22  Appendix 2: Preference Signals for AI Data Use

Status: first draft complete.

22.1 Overview

This appendix provides a brief description of, a links to, information on emerging “AI Preference Signaling” from Creative Commons and the IETF (other initatives and orgs may be added as well).

Key links:

What CC signals are: A Creative Commons framework for reciprocal AI reuse: content stewards can allow specific machine uses if certain conditions are met (e.g., credit, contributions, openness). Overview & implementation notes.

  • Four proposed CC signals (v0.1)

    • Credit (cc-cr) — cite the dataset/collection; RAG-style outputs should link back when feasible.
    • Credit + Direct Contribution (cc-cr-dc) — proportional financial/in-kind support.
    • Credit + Ecosystem Contribution (cc-cr-ec) — contribute to broader commons.
    • Credit + Open (cc-cr-op) — release model/code/data to keep the chain open.
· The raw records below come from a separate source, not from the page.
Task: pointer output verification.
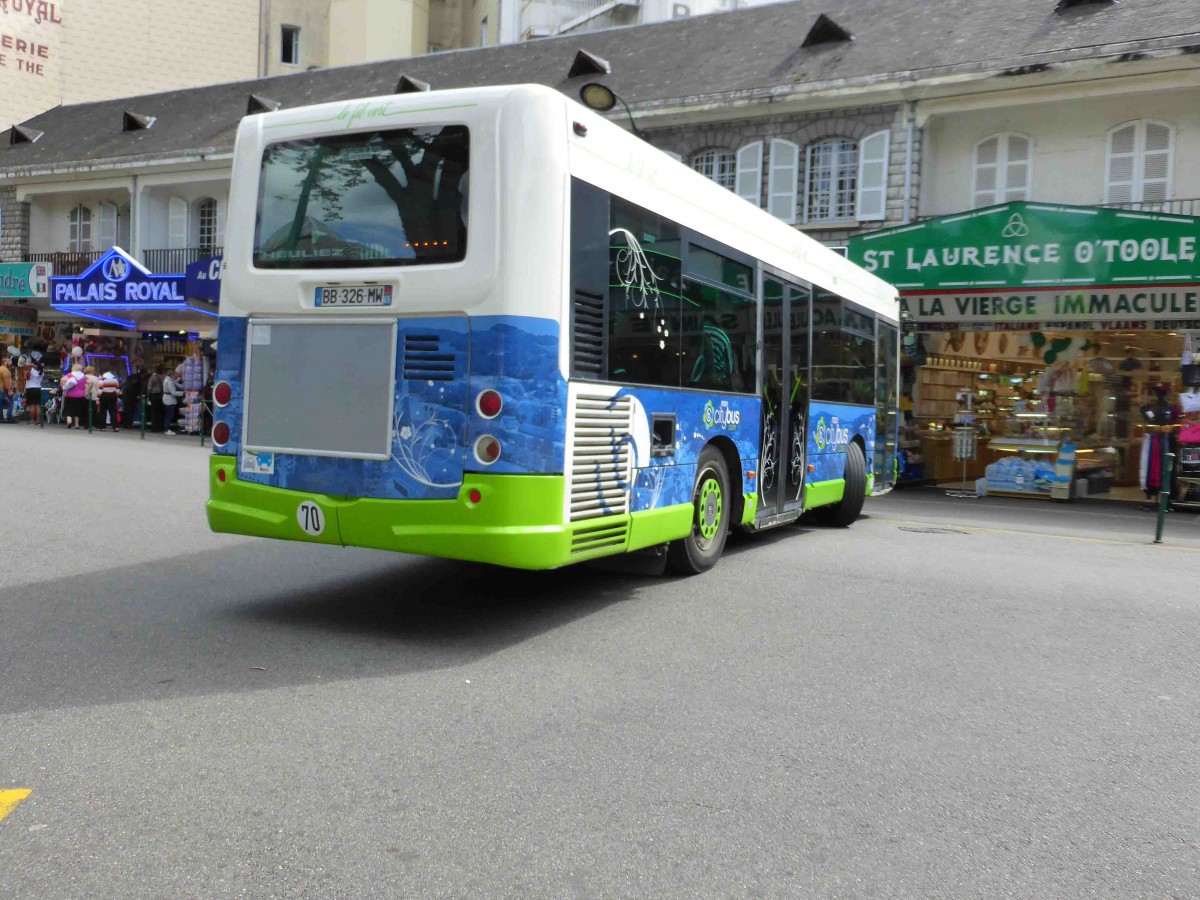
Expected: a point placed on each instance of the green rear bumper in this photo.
(517, 522)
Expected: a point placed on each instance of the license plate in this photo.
(354, 295)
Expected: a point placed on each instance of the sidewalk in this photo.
(124, 435)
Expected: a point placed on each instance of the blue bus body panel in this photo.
(442, 365)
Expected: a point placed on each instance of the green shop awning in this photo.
(1042, 267)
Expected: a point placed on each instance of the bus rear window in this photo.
(369, 199)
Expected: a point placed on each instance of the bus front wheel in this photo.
(702, 547)
(846, 510)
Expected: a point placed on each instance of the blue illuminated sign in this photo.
(117, 281)
(203, 280)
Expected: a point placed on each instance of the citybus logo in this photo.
(721, 417)
(831, 436)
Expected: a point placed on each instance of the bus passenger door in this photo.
(785, 352)
(797, 402)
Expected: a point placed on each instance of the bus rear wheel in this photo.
(844, 513)
(703, 546)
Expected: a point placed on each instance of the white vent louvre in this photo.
(601, 462)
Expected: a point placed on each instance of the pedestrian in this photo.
(154, 395)
(7, 393)
(75, 394)
(131, 393)
(171, 395)
(109, 390)
(34, 390)
(93, 394)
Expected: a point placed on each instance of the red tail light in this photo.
(487, 449)
(489, 403)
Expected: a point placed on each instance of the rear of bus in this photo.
(389, 355)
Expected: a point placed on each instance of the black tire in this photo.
(844, 513)
(712, 502)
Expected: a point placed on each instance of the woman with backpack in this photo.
(75, 390)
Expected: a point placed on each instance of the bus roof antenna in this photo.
(136, 121)
(258, 103)
(588, 64)
(411, 85)
(826, 30)
(24, 135)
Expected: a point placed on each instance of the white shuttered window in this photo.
(177, 223)
(781, 180)
(749, 179)
(107, 225)
(873, 175)
(1002, 168)
(717, 166)
(1140, 159)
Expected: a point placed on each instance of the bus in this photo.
(489, 324)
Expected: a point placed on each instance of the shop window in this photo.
(1002, 167)
(843, 351)
(718, 166)
(289, 45)
(1139, 161)
(643, 297)
(79, 229)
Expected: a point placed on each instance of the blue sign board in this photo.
(117, 281)
(203, 280)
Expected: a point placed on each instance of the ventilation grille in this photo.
(601, 456)
(587, 347)
(425, 361)
(589, 539)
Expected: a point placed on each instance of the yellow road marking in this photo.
(976, 529)
(9, 799)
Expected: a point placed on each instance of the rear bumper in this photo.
(517, 521)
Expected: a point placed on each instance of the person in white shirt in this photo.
(171, 395)
(108, 390)
(34, 390)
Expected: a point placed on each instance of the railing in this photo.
(161, 262)
(1175, 208)
(175, 262)
(67, 262)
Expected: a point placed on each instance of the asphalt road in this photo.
(952, 699)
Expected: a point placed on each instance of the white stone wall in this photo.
(97, 49)
(1069, 139)
(804, 130)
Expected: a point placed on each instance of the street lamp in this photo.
(601, 97)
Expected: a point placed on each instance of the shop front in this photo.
(1049, 349)
(135, 322)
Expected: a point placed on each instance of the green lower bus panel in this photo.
(517, 521)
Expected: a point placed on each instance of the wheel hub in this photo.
(711, 505)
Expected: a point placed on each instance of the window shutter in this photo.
(873, 175)
(1119, 185)
(177, 223)
(749, 174)
(781, 180)
(1018, 165)
(1156, 163)
(107, 225)
(221, 214)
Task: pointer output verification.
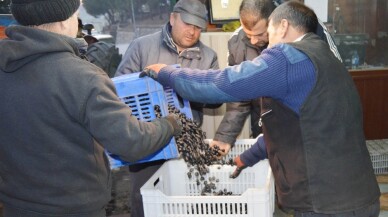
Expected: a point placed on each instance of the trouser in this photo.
(139, 175)
(369, 211)
(9, 211)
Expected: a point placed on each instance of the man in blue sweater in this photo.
(310, 114)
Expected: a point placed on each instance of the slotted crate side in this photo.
(142, 95)
(170, 193)
(239, 147)
(378, 150)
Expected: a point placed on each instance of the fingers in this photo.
(223, 147)
(156, 67)
(236, 172)
(145, 72)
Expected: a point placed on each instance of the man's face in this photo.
(73, 25)
(258, 34)
(184, 35)
(274, 35)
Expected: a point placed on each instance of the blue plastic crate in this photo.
(141, 95)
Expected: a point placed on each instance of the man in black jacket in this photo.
(247, 43)
(59, 113)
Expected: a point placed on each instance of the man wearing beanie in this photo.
(177, 43)
(58, 115)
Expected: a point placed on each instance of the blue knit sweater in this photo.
(281, 72)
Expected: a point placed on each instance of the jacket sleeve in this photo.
(233, 122)
(130, 61)
(112, 124)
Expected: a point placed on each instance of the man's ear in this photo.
(283, 27)
(172, 18)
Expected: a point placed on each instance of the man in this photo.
(247, 43)
(58, 114)
(310, 113)
(177, 43)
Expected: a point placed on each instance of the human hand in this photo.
(224, 148)
(152, 71)
(240, 166)
(175, 122)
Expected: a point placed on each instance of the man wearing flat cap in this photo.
(177, 43)
(58, 115)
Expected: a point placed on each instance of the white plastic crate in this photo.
(239, 147)
(378, 150)
(170, 193)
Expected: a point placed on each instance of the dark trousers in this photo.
(139, 175)
(9, 211)
(369, 211)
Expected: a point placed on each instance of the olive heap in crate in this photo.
(197, 153)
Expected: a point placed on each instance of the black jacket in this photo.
(58, 114)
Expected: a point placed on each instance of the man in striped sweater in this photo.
(311, 117)
(246, 43)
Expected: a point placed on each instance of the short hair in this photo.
(251, 11)
(297, 14)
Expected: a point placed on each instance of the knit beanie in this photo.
(37, 12)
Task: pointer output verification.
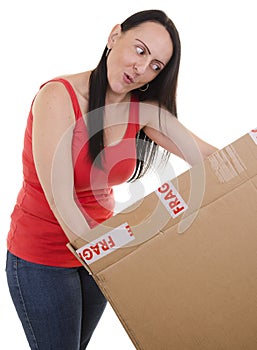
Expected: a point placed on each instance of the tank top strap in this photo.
(134, 113)
(73, 96)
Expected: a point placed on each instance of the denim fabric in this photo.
(59, 307)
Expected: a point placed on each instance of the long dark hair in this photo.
(162, 89)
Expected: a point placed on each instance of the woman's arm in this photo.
(53, 123)
(170, 134)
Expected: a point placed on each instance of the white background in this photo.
(44, 39)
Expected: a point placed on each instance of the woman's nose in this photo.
(140, 67)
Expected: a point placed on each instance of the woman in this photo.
(85, 133)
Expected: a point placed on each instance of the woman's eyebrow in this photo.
(147, 48)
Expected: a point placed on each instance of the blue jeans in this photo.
(59, 308)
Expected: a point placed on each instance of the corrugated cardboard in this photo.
(186, 278)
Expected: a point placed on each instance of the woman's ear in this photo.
(114, 35)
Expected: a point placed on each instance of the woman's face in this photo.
(137, 56)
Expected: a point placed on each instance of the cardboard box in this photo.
(179, 267)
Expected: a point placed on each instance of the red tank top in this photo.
(35, 234)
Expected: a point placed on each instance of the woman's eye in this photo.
(140, 50)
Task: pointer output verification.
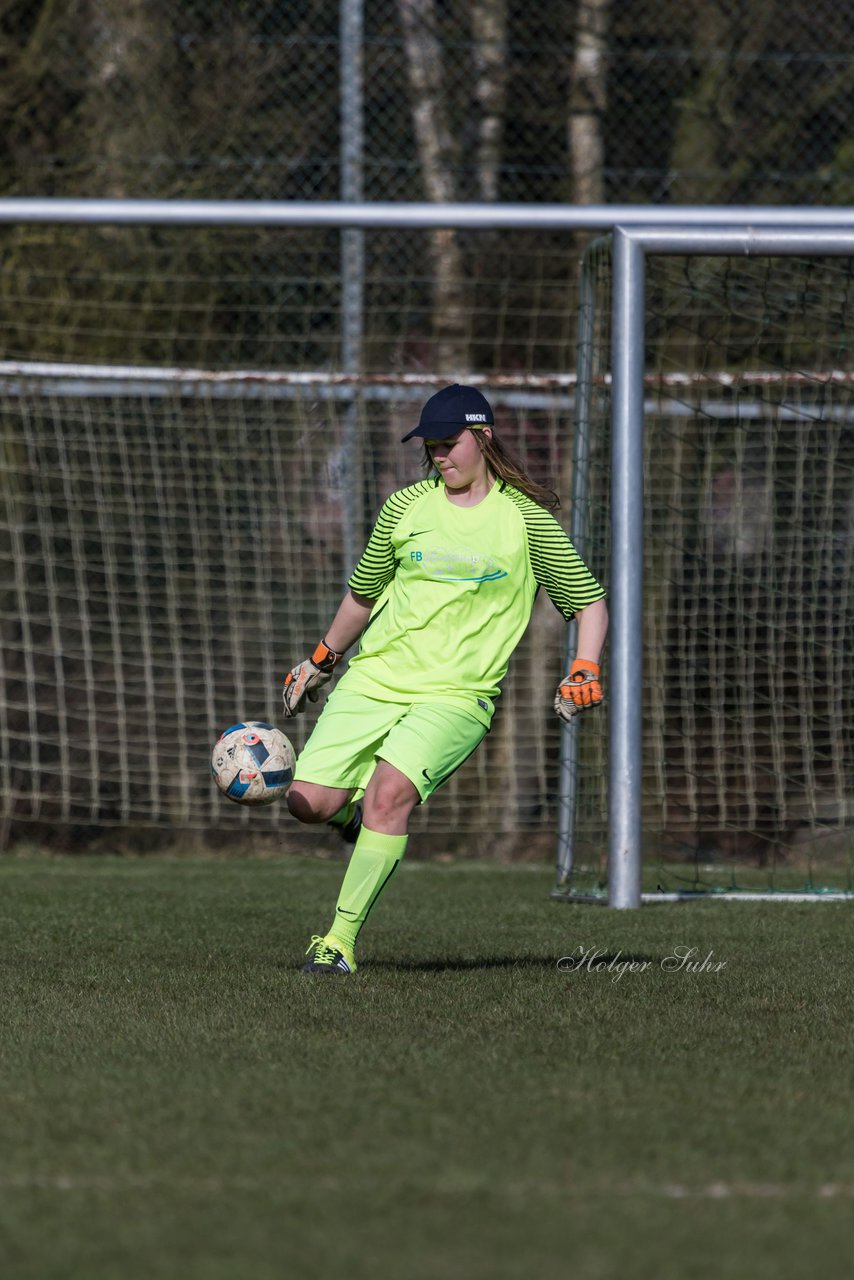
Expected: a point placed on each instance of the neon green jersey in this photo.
(455, 588)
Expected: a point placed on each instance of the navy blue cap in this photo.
(450, 411)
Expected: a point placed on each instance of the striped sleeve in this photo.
(378, 563)
(557, 566)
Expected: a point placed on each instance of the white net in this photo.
(168, 553)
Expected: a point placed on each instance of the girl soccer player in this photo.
(441, 598)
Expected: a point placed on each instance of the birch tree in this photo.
(588, 101)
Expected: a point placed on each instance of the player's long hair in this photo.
(503, 464)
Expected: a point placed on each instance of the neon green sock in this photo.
(371, 864)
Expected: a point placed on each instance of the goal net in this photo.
(186, 479)
(748, 570)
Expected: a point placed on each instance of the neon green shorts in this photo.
(427, 741)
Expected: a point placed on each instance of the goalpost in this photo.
(177, 426)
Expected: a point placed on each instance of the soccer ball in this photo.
(252, 763)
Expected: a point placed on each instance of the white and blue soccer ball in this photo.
(252, 763)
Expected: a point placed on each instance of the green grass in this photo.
(178, 1100)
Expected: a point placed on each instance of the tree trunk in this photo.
(437, 154)
(489, 30)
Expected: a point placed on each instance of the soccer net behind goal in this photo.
(748, 570)
(169, 548)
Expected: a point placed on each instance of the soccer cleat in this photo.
(329, 955)
(348, 831)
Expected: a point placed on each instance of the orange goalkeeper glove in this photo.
(579, 690)
(307, 679)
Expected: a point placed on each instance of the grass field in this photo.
(178, 1100)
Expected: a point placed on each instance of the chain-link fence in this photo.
(709, 103)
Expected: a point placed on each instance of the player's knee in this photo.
(301, 807)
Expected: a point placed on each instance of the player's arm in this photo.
(581, 688)
(307, 679)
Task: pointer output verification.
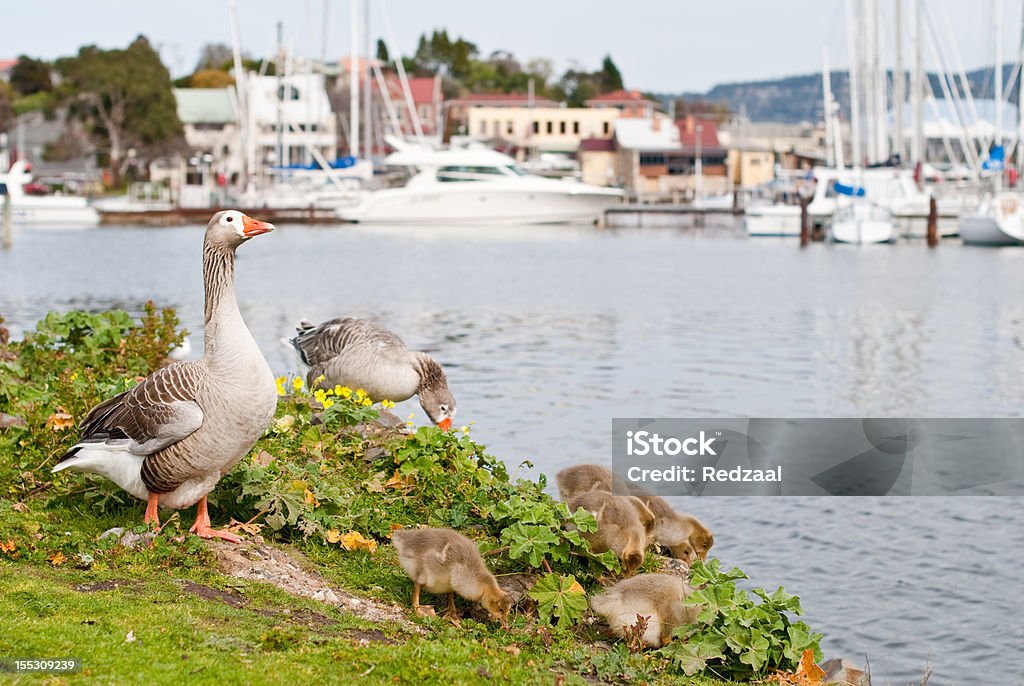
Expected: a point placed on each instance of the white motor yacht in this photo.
(43, 211)
(478, 185)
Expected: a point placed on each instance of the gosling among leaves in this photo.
(582, 478)
(658, 597)
(359, 353)
(444, 561)
(684, 536)
(624, 525)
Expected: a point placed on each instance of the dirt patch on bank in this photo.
(254, 560)
(207, 593)
(105, 586)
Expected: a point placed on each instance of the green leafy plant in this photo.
(561, 597)
(735, 636)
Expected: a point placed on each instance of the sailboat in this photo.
(858, 219)
(998, 220)
(42, 211)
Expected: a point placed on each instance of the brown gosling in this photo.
(444, 561)
(684, 536)
(658, 597)
(583, 478)
(624, 525)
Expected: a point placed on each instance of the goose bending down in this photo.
(359, 353)
(444, 561)
(657, 597)
(169, 439)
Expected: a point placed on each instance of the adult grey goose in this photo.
(172, 437)
(359, 353)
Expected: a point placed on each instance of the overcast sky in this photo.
(659, 45)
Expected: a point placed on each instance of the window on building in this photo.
(680, 166)
(288, 93)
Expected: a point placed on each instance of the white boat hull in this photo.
(997, 221)
(860, 222)
(474, 203)
(51, 211)
(862, 231)
(981, 229)
(772, 220)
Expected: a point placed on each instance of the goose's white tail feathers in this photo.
(290, 344)
(113, 462)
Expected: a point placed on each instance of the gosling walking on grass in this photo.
(359, 353)
(444, 561)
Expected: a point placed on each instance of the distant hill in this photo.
(798, 98)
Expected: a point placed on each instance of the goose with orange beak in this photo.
(359, 353)
(172, 437)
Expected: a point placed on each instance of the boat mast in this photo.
(1020, 108)
(997, 142)
(241, 81)
(918, 87)
(353, 81)
(899, 96)
(368, 92)
(851, 35)
(280, 71)
(826, 104)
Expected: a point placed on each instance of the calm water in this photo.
(549, 332)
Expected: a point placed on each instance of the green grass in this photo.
(66, 593)
(271, 637)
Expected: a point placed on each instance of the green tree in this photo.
(210, 78)
(609, 79)
(215, 55)
(30, 76)
(125, 99)
(6, 109)
(382, 55)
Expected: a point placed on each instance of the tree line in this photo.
(120, 102)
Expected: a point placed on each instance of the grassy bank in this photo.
(317, 498)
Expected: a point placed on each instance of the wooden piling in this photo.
(933, 222)
(6, 222)
(805, 223)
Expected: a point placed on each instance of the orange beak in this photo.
(253, 227)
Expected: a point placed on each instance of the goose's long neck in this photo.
(221, 313)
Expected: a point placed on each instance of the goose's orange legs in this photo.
(202, 526)
(152, 516)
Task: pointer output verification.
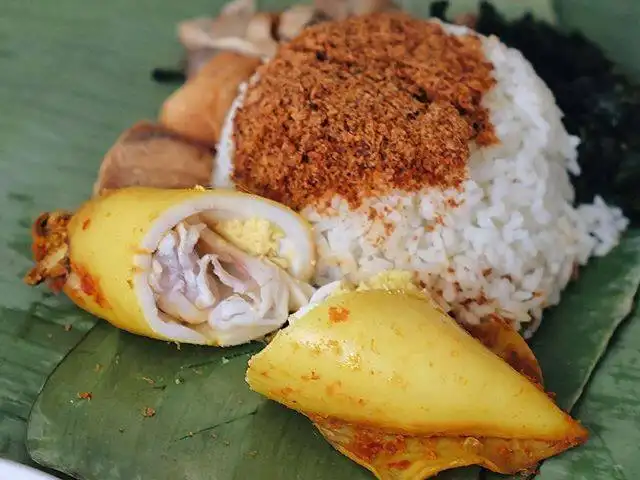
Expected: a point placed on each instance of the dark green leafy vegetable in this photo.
(600, 104)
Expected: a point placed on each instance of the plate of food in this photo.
(338, 240)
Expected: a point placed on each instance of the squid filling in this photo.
(201, 280)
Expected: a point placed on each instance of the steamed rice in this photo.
(507, 243)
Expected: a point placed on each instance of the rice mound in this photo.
(506, 243)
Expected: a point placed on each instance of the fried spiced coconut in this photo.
(386, 99)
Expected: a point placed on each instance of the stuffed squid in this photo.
(194, 266)
(395, 384)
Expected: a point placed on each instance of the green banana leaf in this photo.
(208, 423)
(73, 75)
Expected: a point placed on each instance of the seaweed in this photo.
(600, 104)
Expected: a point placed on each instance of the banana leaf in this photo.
(74, 75)
(150, 409)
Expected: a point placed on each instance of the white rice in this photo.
(510, 245)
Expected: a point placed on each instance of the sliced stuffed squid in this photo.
(395, 384)
(194, 266)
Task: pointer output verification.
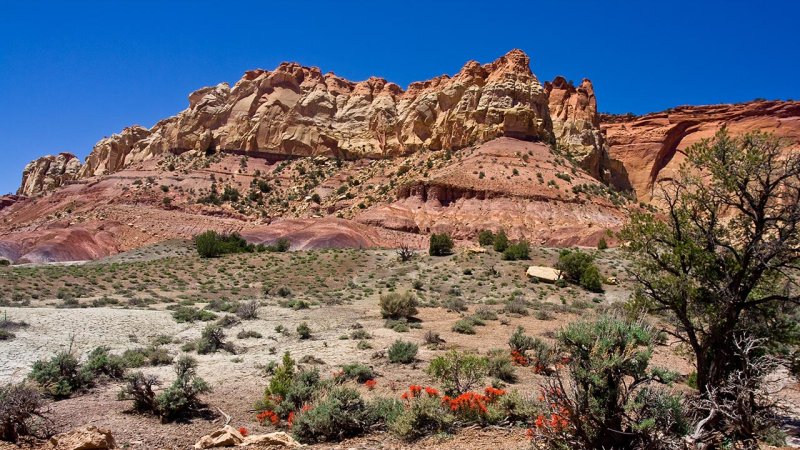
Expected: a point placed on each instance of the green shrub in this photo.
(395, 305)
(359, 372)
(591, 279)
(61, 375)
(184, 314)
(518, 251)
(20, 412)
(340, 414)
(499, 365)
(612, 401)
(459, 372)
(464, 326)
(500, 241)
(101, 362)
(212, 339)
(424, 416)
(402, 352)
(304, 331)
(212, 244)
(440, 245)
(486, 237)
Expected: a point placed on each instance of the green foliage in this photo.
(359, 372)
(611, 401)
(61, 375)
(579, 268)
(440, 245)
(486, 237)
(304, 331)
(184, 314)
(499, 365)
(402, 352)
(458, 372)
(517, 251)
(464, 326)
(212, 244)
(340, 414)
(20, 411)
(500, 241)
(395, 305)
(425, 416)
(212, 339)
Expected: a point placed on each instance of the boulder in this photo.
(542, 273)
(85, 438)
(225, 437)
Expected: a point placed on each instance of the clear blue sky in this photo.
(74, 72)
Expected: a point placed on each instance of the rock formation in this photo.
(48, 173)
(650, 147)
(576, 125)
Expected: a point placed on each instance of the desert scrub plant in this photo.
(606, 397)
(395, 305)
(20, 412)
(440, 245)
(357, 371)
(458, 372)
(179, 400)
(183, 314)
(402, 352)
(248, 310)
(579, 268)
(304, 331)
(517, 251)
(464, 326)
(61, 375)
(212, 339)
(339, 414)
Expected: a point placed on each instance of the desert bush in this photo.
(102, 362)
(440, 245)
(486, 237)
(357, 371)
(402, 352)
(606, 398)
(424, 416)
(61, 375)
(212, 339)
(464, 326)
(180, 399)
(248, 310)
(500, 366)
(191, 314)
(20, 411)
(458, 372)
(247, 334)
(500, 242)
(304, 331)
(340, 414)
(517, 251)
(395, 305)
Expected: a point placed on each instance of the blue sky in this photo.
(74, 72)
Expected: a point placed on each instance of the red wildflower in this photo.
(268, 415)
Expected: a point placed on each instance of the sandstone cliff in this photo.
(298, 111)
(650, 147)
(48, 173)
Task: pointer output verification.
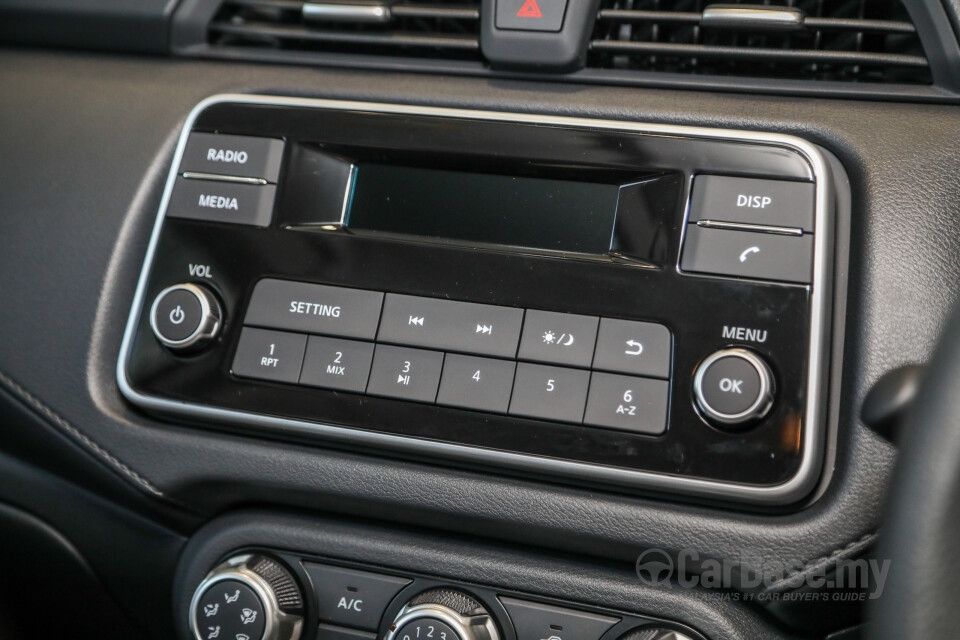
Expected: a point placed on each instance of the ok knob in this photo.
(248, 597)
(443, 614)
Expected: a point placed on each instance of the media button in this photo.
(408, 374)
(563, 338)
(214, 201)
(476, 383)
(333, 363)
(315, 308)
(550, 393)
(269, 355)
(639, 348)
(451, 326)
(631, 404)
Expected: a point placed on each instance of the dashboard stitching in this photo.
(56, 419)
(848, 549)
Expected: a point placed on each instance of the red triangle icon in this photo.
(530, 9)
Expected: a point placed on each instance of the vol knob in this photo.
(252, 597)
(185, 317)
(443, 614)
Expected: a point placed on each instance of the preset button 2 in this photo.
(334, 363)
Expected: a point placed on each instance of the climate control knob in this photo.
(248, 597)
(734, 388)
(443, 614)
(185, 317)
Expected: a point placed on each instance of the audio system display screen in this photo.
(484, 209)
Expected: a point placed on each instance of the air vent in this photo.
(426, 28)
(839, 40)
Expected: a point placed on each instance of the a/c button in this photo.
(353, 598)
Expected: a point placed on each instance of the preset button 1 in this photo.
(269, 355)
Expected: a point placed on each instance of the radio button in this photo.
(408, 374)
(562, 338)
(315, 308)
(213, 201)
(269, 355)
(631, 404)
(639, 348)
(776, 203)
(760, 256)
(550, 393)
(476, 383)
(333, 363)
(451, 326)
(242, 156)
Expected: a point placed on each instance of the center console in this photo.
(643, 307)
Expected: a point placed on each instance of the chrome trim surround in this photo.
(216, 177)
(346, 12)
(755, 17)
(746, 226)
(757, 409)
(814, 421)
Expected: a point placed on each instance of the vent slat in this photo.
(839, 40)
(752, 53)
(373, 38)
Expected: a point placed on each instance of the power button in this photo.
(733, 388)
(185, 317)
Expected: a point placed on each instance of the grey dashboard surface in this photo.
(83, 153)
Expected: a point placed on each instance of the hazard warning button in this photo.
(531, 15)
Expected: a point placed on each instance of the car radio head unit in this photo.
(640, 306)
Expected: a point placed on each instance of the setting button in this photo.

Source (draft repo & posts).
  • IETF AI Preferences (aipref) — the transport & vocabulary

    • Vocabulary: a machine-readable set of categories (e.g., ai-use, train-genai) and preferences (y = grant, n = deny) with exceptions. Drafts.
    • Attachment: how to convey these preferences via HTTP Content-Usage header and robots.txt extensions. Drafts.
    • Structured Fields: uses RFC-standardized HTTP structured field values.
    • Robots Exclusion Protocol baseline.
  • Putting them together (content-usage expression)

    • Shape:

      <category>=<y|n>;exceptions=<cc-signal>

      Example in robots.txt (allow everything, but AI use denied unless Credit):

      User-Agent: *
      Content-Usage: ai-use=n;exceptions=cc-cr
      Allow: /

      Example HTTP header (deny gen-AI training unless Credit + Ecosystem):

      Content-Usage: train-genai=n;exceptions=cc-cr-ec

      (Syntax and examples from CC & IETF drafts.)

  • Operational notes (for this repo’s flywheel)

    • Per-record fields to store: license (CC0/CC-BY/CC-BY-SA) and ai_pref (IETF aipref value + optional CC signal), plus optional attribution handle. (Aligns with CC write-ups & IETF drafts.)

    • Placement:

      • Location-based signals via robots.txt for site/paths.
      • Unit-based signals via HTTP Content-Usage on dataset files and API responses.
    • Interoperability expectations: signals are normative preferences; adherence relies on ecosystem norms (similar to robots.txt & CC license culture).